La prova non deve essere «diabolica»
Le difformità di trattamento investono anche la prova di resistenza richiesta ai fini della declaratoria di nullità dell’accertamento emesso in assenza di contraddittorio. Va evidenziato, in primis, che secondo la Corte di giustizia Ue, la prova non si deve certo tradurre in una prognosi anticipata dell’esito di un futuro processo. Il contribuente non deve dunque dimostrare che le ragioni che avrebbe addotto sarebbero state sufficienti per l’accoglimento del ricorso o comunque per l’annullamento dell’accertamento. Se così fosse infatti il contraddittorio preventivo richiederebbe delle doti profetiche e non risulterebbe quasi mai rispettato. Tant’è che «non si può obbligare la ricorrente a dimostrare che la decisione amministrativa avrebbe avuto un contenuto differente, bensì solo che tale ipotesi non va totalmente esclusa» (Cgue, C-141/08. Nello stesso senso, da ultimo, si veda Cgue, cause riunite C-659/13 e C-34/14). È a tali principi che si ispira la sentenza Kamino dei giudici di Bruxelles (cause riunite C-129/14 e C-130/13), ampiamente richiamata nella citata sentenza 24823/2015 delle Sezioni unite.
Secondo la Cassazione, inoltre, quando si controverte di fattispecie interne in cui il diritto al contraddittorio è garantito, la prova di resistenza non trova mai applicazione (sentenza 25265/2017). Questo però determina delle situazioni paradossali. Si pensi alla questione dell’iscrizione di ipoteca. In base all’articolo 77 del Dpr 602/1973, l’ipoteca deve essere preceduta da un preavviso, contenente l’intimazione a versare le somme dovute entro 30 giorni. La Corte, già con la pronuncia a Sezioni unite 19667/2014, ha affermato la nullità dell’ipoteca non preceduta da preavviso, anche prima che quest’ultimo fosse previsto dalla legge. Il medesimo criterio di diritto è stato poi ribadito nelle sentenze 380/2017 e 14852/2017.

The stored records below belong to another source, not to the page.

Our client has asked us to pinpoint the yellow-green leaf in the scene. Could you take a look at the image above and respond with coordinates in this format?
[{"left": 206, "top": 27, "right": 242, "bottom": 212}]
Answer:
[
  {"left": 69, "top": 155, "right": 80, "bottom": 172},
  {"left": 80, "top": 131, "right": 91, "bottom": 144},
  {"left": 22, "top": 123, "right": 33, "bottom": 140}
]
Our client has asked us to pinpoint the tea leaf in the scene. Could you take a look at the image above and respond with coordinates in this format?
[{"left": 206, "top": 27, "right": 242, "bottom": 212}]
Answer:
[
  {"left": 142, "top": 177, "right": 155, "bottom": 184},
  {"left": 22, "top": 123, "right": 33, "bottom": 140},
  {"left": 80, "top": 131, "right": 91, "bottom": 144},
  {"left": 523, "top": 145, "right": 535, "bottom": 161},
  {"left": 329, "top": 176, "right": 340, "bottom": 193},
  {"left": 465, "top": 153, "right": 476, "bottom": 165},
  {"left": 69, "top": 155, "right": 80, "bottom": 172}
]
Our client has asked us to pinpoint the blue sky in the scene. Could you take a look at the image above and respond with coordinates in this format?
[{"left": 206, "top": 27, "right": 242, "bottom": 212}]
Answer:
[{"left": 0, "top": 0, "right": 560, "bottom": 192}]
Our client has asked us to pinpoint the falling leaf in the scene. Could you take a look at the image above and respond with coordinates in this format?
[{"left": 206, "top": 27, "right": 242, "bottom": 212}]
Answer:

Ne deriva che mentre l’ipoteca iscritta senza preavviso è sempre nulla, un accertamento Iva, anche complesso, emesso in assenza di contraddittorio non è detto che lo sia. Ma è del tutto evidente lo squilibrio tra le due situazioni. Nel caso dell’ipoteca, infatti, trattandosi di un atto terminale del procedimento di attuazione del tributo, non è frequente che il contribuente abbia osservazioni rilevanti da formulare. Si pensi, inoltre, a una verifica eseguita ai fini di imposte dirette e Iva, con emissione dell’atto di accertamento prima del decorso di 60 giorni. La nullità è certa per le dirette, mentre ai fini Iva occorre dimostrare la rilevanza delle formulazioni potenzialmente deducibili (Cassazione, sentenza 2873/2018).